First, you can postpone dealing with the matter until your next Pomodoro “sprint.” Do this when it’s important but not highly urgent. And make sure to give any other people involved a heads-up on your timeline with a response like, “I’m in the middle of another task but will work on this in X minutes.”
Second, you can prematurely end your work session. While you don’t want to make a habit of stopping your sprints early, it’s important to recognize when to adapt your system to the circumstances.
When the timer goes off, give yourself five to 10 minutes to do whatever you want. Grab a glass of water, check the score of a sports game, read a short article, send some texts, etc. The point is to give your brain a brief break so you’ll be energized for the next sprint.
Use the work-break pattern until the end of the day.
Do you feel like you’re constantly racing from task to task and can never get in the zone? Work batching might be the answer. Simply divide your work into categories, then schedule a chunk of time for each.
For example, you might slot “answering emails” for 8:30 AM to 9:30 AM, “work on specs” for 9:45 AM to 11:45 AM, “meetings” from 12:30 PM to 3 PM, and so on.
This system helps you spend time more efficiently, since you’re not wasting mental energy deciding what to work on next. However, if you regularly need to put out fires, it might not be realistic.
It also requires you to do some work upfront, which can be less than desirable for some people who don’t “warm up” until the early afternoon.
You may already use an informal or ad hoc version of the “prioritization” technique. Essentially, you create a master to-do list of every single item you’d like to get done for the week. Then, you go through each item and assign a priority score.

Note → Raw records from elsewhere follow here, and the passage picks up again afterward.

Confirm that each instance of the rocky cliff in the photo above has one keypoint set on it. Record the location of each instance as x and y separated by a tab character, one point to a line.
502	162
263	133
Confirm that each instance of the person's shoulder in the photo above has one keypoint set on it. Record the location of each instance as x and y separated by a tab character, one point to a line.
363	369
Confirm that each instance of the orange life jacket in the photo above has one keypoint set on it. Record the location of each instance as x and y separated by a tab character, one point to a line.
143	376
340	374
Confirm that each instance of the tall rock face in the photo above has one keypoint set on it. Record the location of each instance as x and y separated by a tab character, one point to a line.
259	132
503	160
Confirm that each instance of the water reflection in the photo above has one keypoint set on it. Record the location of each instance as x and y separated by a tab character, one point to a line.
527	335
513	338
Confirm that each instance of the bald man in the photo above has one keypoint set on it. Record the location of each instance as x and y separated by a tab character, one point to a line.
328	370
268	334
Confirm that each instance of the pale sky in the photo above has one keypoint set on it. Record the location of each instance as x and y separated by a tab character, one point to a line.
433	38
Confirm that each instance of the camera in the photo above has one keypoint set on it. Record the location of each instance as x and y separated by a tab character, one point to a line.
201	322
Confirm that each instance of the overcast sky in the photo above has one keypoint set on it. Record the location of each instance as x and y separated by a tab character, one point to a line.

That score is based on two factors: importance and timeliness. A “1” is a task that’s both important and timely, a “2” is timely but not important, a “3” is important but not timely, and a “4” is neither timely nor important.
Do all of your 1s, then all of your 2s, then all of your 3s. Don’t touch the 4s, unless they become more timely or important.
This system allows you to focus on the most critical deliverables and responsibilities. But it can feel unorganized or overwhelming at times; plus, you can’t always tell what score a task deserves.
4. The Three-Day Weekend
Although working four days a week isn’t feasible for everyone, it definitely has its merits. If you adopt this system, you work 10 or more hours four days in a row, then take three days off.
Having a long weekend allows you to reset and take mini vacations, so you’ll be more productive once you’re back at work. It’s also easier to put in long days at the office if you know you’ll be rewarded by a relaxing three-day break.
And according to Jason Fried, the CEO of 37signals, a compressed workweek forces you to focus on what’s most important. You naturally prioritize—helping you achieve the same results in fewer days.
The four-day system is ideal for people who already decide their own schedule and don’t need to be available on the last day of the workweek to answer questions, attend meetings, help their colleagues, and so on.
5. No-Meetings Day
In a similar vein, the “No Meetings Day” time management system completely bans meetings for one day per week. Meetings can be a huge time-suck; not only are many unnecessary, they also make it harder to get things done in between each one. Setting aside one day each week for purely uninterrupted work can help you move through a long to-do list.
People who use this system typically choose the same day every week for consistency’s sake.
Block off this time on your public calendar—we suggest setting yourself as “Busy” from 8 a.m. to 6 p.m. with a label like “No Meetings Wednesday.”
You should also give your team the heads up so they know you’ll be unavailable to meet on this day. Say something along the lines of, “I’m experimenting with a productivity strategy. Every [day of the week] is a ‘No Meetings Day.’ Please don’t book me on this day—I’m more than happy to meet any other day.”
It’s worth keeping in mind this system might be inconvenient, or even impossible, if you currently attend lots of meetings. Your coworkers won’t appreciate regularly shuffling around the date and time because you’ve blocked off an entire day. If you’re going to try this, first consider your average number of meetings per week.